Palace of Baz Bahadur from the West, [Mandu]
Medium: Photographic print
Photograph of the Palace of Baz Bahadur at Mandu, Madhya Pradesh, taken by an unknown photographer in c.1902. This is a view of the palace from the west and shows a flight of steps with an arcade of arched openings in an Islamic style at left. The ancient stronghold of Mandu first came to prominence under the Paramara dynasty, powerful rulers of the region of Malwa in central India with their headquarters in Dhar, at the end of the 10th century. Malwa passed to Muslim rule first under the Delhi Sultans in 1305 and later as the Sultanate of Malwa independent of Delhi from 1401. Mandu was made the capital of the Sultans of Malwa between 1405 and 1531. They renamed the city ‘Shadiabad’ (City of Joy) and built palaces, mosques and tombs amid the gardens, lakes and woodland within its walls.
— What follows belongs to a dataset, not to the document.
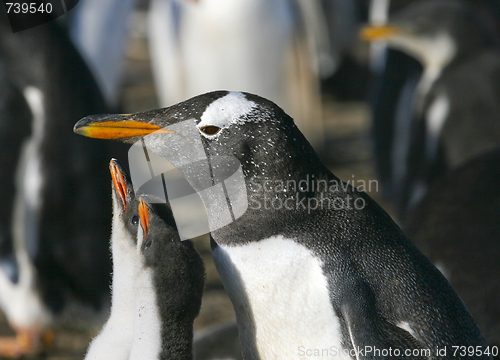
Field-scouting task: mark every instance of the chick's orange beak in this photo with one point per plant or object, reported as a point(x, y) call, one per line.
point(119, 183)
point(144, 216)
Most of the remaining buildings date from this period and were originally decorated with glazed tiles and inlaid coloured stone. They constitute an important provincial style of Islamic architecture characterised by an elegant and powerful simplicity which is believed to have influenced later Mughal architecture at Agra and Delhi. The Malwa Sultans were defeated by the Gujarat Sultans who annexed the province in 1531. Mandu was later taken by Daulat Khan, who ruled as Sultan Baz Bahadur from 1555 to 1566, when he was deposed by the Mughal Emperor Akbar. The palace is contained in his royal enclosure in southern Mandu. It was built in c.1509 before he came to power and stands on a hill above the Rewa Kund, a sacred tank (reservoir) whose waters once supplied the palace.